此时的正瀚其实正和另外一个女人坐在一间优雅的酒吧中,这个女人就是珍珠。他放下金波的电话说:“该走了。”
珍珠挽留:“再等一会儿走不行吗?”
“最近她有点敏感,所以要小心了。我不想发生什么不愉快的事。”
珍珠淡淡一笑:“真是了不起,您就一点儿都没有动摇吗?”
正瀚也回以珍珠微笑:“你想怎么样?”
“看到你动摇啊。”
“我早就是那样了。”
珍珠有点得意:“知道您为什么那么有魅力吗?外衣没有一点皱纹,领口袖子都很干净,每天都是铮亮的皮鞋,和西服的色泽相配的袜子,高级香水的味道,不知道被谁照顾得如此干净利落而有完美的男人,对我来讲充满了诱惑。而当你走了以后,我又时常的嫉妒使您具有如此魅力的女人,也非常想知道她到底是什么样的女人。”
正瀚平淡地说:“只是一个平凡的好女人。”
珍珠有露出她惯有的笑容:“听起来这是最好的赞扬。”
正瀚看着珍珠,心中想着为什么眼前的这个女人对他有如此的魅力:她懂得抑制,很酷而又很简单,和金波是两种完全不同的人,一个是贤良淑德妻子,一个是充满激情与诱惑的完美情人。游离在这两个女人之间,正瀚既找到了作为一个丈夫的安逸与幸福,也找到了作为一个普通男人的刺激与快感。
正瀚暗自一笑:“走吧。”
天刚蒙蒙亮,盛基拖着疲惫的身子从一家台球社里走出来,刚一出门,三个身着黑色皮衣,眼戴墨镜的男人立刻围了上来,二话不说将他塞进了等在路边的黑色轿车里。
同一时间,银波被捆绑着带到了一间废弃的工厂,四周充满了灰尘的味道,潮湿的空气中回响着当当的脚步声。远处昏暗的灯光若隐若现。
银波被一只手推倒在地,她抬头看见盛基被打得血肉模糊倒在地上。银波一边爬一边大叫着:“怎么了?怎么了?”她使劲摇晃着盛基,但是此时的盛基已经没有力气说话了。“他们是谁?为什么把你打成这样?”

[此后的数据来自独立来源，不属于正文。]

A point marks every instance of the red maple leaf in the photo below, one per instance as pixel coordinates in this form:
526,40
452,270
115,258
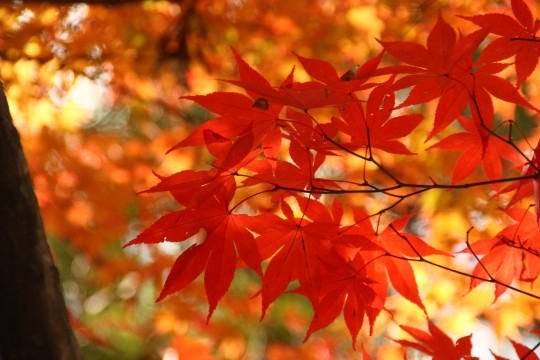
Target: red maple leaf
437,344
440,70
345,287
479,147
396,246
518,37
374,127
514,253
226,241
528,187
294,246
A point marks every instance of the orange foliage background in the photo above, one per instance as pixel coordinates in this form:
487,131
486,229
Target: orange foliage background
94,91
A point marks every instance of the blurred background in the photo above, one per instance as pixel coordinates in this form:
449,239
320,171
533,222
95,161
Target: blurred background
94,91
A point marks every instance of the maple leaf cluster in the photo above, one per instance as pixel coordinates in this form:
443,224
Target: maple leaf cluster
279,143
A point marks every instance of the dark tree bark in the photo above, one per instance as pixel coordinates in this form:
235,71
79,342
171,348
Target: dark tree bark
34,322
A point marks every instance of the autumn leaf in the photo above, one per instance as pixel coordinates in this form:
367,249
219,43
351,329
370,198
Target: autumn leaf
478,147
511,255
437,344
440,70
518,37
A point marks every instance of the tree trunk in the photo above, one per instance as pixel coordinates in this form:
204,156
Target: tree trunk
34,323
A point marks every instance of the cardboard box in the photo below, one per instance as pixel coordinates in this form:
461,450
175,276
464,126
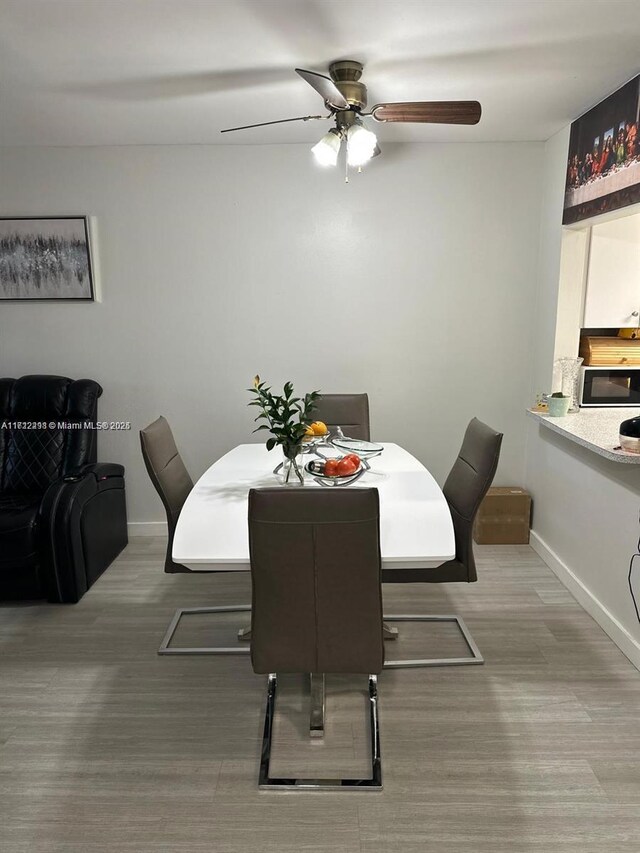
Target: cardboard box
504,517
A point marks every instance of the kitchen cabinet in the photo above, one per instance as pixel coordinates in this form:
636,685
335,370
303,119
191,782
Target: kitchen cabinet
612,297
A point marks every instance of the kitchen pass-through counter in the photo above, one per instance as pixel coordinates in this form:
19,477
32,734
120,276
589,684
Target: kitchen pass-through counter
596,429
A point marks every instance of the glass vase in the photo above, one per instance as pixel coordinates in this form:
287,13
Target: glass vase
570,368
290,472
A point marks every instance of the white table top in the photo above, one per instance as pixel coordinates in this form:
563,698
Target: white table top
416,530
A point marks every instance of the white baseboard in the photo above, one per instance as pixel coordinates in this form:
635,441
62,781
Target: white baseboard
594,607
147,528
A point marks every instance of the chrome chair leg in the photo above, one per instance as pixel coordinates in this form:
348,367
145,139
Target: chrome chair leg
476,657
279,783
166,649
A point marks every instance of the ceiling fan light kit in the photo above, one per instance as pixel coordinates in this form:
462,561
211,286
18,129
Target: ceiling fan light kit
346,97
326,151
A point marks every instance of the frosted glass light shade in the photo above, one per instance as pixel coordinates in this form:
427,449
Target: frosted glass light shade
326,151
361,144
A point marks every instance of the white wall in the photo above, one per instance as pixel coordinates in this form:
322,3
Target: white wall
415,282
585,508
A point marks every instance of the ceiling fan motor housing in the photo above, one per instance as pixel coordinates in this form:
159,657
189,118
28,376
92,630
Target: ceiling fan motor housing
346,75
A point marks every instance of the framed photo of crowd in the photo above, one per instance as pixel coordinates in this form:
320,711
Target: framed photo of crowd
603,171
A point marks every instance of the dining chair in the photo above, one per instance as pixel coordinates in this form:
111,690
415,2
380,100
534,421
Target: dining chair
348,411
465,487
173,484
316,603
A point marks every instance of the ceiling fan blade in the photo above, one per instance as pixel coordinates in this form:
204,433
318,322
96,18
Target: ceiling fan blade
278,121
325,87
435,112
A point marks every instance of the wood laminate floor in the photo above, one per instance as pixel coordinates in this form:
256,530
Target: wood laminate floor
104,746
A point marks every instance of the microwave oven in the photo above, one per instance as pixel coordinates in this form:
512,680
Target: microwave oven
610,385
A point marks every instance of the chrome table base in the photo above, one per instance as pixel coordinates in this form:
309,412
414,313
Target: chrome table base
476,657
317,717
166,649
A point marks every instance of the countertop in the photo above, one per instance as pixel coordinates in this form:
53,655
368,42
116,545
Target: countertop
595,429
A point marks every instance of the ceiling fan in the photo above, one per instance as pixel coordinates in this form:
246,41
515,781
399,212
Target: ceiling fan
346,99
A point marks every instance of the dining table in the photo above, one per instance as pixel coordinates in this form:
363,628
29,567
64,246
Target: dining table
416,528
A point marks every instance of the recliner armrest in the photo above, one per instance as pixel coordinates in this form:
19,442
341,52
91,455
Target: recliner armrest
100,470
82,527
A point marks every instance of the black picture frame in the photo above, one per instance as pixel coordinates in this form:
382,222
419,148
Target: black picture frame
37,261
601,178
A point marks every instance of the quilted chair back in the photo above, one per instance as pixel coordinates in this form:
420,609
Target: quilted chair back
44,433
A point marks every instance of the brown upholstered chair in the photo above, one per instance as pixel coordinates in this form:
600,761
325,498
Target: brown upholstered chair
173,483
465,487
316,600
348,411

这时身后传来一个狠狠的声音:“花了别人的血汗钱,是不是应该记着还啊?”
银波转身只见一只脚正向这边飞来,银波没有思考,毅然的挡在了盛基前面:“住手!”银波立刻由心疼变成了勇敢,坚决地喊:“怎么能因为钱把人打成这样呢?你们太过分了!我会告到警察局的。”
有一个黑衣人走了过来:“哎呦,这当老婆得还挺厉害的嘛,要去警察局是吗?随你的便吧,怎么说都要不回来钱,然他尝尝进监狱的苦头也可以。”

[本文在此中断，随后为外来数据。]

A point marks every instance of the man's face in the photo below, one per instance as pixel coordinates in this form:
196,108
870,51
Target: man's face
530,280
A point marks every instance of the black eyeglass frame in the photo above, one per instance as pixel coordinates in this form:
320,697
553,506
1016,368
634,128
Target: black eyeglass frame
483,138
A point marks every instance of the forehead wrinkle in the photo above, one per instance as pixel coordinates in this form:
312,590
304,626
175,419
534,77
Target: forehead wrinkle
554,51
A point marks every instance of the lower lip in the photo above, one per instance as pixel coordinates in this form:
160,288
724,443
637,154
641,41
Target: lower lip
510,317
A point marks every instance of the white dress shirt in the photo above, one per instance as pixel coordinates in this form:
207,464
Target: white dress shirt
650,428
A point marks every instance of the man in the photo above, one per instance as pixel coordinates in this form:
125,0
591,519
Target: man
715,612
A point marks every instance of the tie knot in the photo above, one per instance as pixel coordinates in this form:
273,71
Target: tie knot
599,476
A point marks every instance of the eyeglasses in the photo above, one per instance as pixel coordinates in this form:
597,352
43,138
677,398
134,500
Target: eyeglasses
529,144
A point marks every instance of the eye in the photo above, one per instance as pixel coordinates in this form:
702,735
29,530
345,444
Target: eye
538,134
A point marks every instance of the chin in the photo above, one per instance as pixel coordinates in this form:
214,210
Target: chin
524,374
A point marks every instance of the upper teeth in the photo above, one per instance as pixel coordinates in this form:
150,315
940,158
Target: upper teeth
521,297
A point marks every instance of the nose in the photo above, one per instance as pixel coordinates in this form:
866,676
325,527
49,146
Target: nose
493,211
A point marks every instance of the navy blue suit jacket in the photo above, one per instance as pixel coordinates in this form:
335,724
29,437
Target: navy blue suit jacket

银波不敢相信,马上向盛基核实:“他们说的是真的?真的花了他们的钱?”
盛基吃力的点点头。
银波快要哭出来:“你到底花了他们多少钱?变成了这样?”说着马上向黑衣人保证:“钱我来替他还,你们放了他。”
那人冷酷:“要到什么时候啊?”
银波央求:“给我几天时间,我一定会还的。求求你了。”
“啊!好吧,就给你三天的时间,如果三天之内还不把钱送来,就再也别想见到他了!”说完那伙人把盛基拖了出去。
夜总会里,强劲的音乐声,让人眼花缭乱的灯光中允泽穿着服务生的制服,脸上带着礼貌的笑容,穿梭于夜晚来这里消费的各种客人之间。这时社长走到他面前,特定让他到VIP房间服务。

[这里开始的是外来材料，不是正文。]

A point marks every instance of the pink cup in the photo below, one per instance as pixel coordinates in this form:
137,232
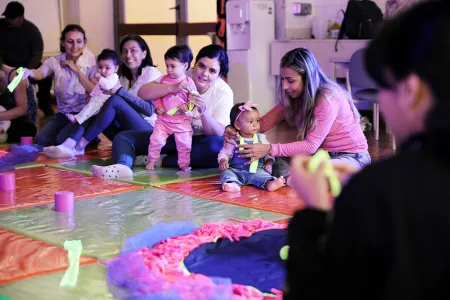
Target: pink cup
26,140
7,181
63,201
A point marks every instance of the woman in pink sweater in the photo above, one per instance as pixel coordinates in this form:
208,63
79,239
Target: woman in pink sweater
322,111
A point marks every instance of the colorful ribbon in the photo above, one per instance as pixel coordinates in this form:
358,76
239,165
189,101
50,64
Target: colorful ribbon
15,82
323,156
253,165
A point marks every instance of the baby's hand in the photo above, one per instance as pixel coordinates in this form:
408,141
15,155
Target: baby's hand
71,118
184,107
268,166
224,165
97,76
159,110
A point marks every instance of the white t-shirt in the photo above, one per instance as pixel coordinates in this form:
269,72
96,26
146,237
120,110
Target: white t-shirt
219,101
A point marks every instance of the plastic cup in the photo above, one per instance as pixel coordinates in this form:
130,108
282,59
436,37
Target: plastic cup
26,140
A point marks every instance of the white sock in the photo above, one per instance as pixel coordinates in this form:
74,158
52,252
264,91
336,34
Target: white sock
112,172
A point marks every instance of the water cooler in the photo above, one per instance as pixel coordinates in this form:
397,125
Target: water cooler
250,31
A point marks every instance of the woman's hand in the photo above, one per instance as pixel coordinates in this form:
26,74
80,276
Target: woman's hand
199,102
69,64
230,136
178,87
112,91
253,151
313,187
223,165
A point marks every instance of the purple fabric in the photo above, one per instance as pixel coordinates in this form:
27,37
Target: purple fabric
156,234
18,154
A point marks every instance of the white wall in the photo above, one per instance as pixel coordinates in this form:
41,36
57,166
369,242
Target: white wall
96,17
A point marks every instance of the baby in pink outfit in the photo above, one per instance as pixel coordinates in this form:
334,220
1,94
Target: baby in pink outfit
174,110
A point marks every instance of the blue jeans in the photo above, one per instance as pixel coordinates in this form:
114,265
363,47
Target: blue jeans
358,160
55,132
244,177
116,115
128,144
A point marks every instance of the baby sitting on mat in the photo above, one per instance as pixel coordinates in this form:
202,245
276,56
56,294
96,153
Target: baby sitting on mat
235,172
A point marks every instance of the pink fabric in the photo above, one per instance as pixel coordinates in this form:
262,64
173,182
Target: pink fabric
174,100
183,139
165,259
337,129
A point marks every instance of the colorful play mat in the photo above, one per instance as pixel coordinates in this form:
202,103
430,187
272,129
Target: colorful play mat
163,234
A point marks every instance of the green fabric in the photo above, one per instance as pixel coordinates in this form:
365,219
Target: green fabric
74,249
103,223
91,285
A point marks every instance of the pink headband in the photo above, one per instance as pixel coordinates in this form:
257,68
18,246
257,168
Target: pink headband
247,106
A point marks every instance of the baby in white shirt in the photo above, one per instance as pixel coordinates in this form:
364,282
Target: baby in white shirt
107,66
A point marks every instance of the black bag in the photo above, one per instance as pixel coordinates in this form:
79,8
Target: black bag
361,20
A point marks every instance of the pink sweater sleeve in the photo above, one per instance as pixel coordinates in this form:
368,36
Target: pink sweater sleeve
272,118
325,113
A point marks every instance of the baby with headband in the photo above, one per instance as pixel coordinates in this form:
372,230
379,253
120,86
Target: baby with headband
236,171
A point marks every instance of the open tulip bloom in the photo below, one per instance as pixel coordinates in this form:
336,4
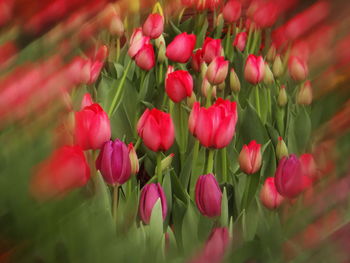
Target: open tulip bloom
177,131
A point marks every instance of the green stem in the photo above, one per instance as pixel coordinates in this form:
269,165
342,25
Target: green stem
210,161
119,90
159,167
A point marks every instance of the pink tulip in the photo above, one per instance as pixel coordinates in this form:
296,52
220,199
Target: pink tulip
269,196
156,128
217,71
92,127
150,194
211,49
153,26
250,158
214,126
254,69
180,49
179,85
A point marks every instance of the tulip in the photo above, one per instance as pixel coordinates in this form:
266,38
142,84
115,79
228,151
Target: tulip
180,49
240,41
153,26
208,196
179,85
214,126
197,60
298,69
232,11
149,196
304,96
156,128
217,71
289,177
145,58
250,158
114,163
211,49
254,69
92,127
269,196
65,170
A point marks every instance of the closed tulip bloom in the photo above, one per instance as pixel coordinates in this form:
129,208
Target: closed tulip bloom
65,170
197,60
250,158
114,163
150,194
269,196
181,48
211,49
232,11
254,70
145,57
217,71
92,127
179,85
298,69
208,196
289,177
153,26
156,129
240,41
214,126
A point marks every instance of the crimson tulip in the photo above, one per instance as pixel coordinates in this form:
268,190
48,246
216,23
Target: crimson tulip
180,49
156,128
92,127
208,196
150,194
114,163
214,126
179,85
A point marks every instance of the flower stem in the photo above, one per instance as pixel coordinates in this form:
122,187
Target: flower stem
118,93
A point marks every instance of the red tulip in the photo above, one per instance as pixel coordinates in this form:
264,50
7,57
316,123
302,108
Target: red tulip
180,49
232,11
214,126
65,170
254,69
208,196
240,41
179,85
156,128
149,196
269,196
211,49
92,127
250,158
145,58
153,26
217,71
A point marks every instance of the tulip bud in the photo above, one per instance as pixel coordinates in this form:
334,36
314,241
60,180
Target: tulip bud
282,97
254,69
277,67
298,69
150,194
281,149
268,78
114,163
217,71
304,96
269,196
134,161
250,158
208,196
235,84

允泽轻轻的敲了敲房间的门,推门进来,深深地鞠了一躬:“我是基亚奴利夫。”
一声礼貌的回敬:“你好。”
允泽抬起身,却看见眼前坐着的是正在对自己微笑的艾莉。
看见允泽诧异在那里:“连个招呼都不打吗?别愣在那里,坐吧。”
允泽则是微笑道:“对不起,我们服务生不能和客人坐在一起。”
艾莉很友好:“上次在我公司听你的那番话,是第一次有人用那种口气教训我,看来你的自尊心很强啊。但是,你也不是很富裕,这些钱是你应得的,收下吧。”她把一个装着钱的信封放在桌上推想允泽。
“可是我没受任何伤,没有理由收下它。”
“不是有什么精神损失费吗?不要再推辞了,就当是今天的小费吧。”
允泽不愿再理会艾莉,准备离去。
“基亚奴,请做好你的工作。”
允泽无奈又将开开的门关上。
艾莉晃了晃手中的信封:“这个,我先帮你收着,你随时来拿。”
允泽拿着艾莉点的酒单,在走廊里听到银波对着电话哀求:“请你再等等,我现在正在筹钱,求你不要再打他,拜托了,我一定会遵守诺言的。”见到允泽,银波匆匆挂掉电话。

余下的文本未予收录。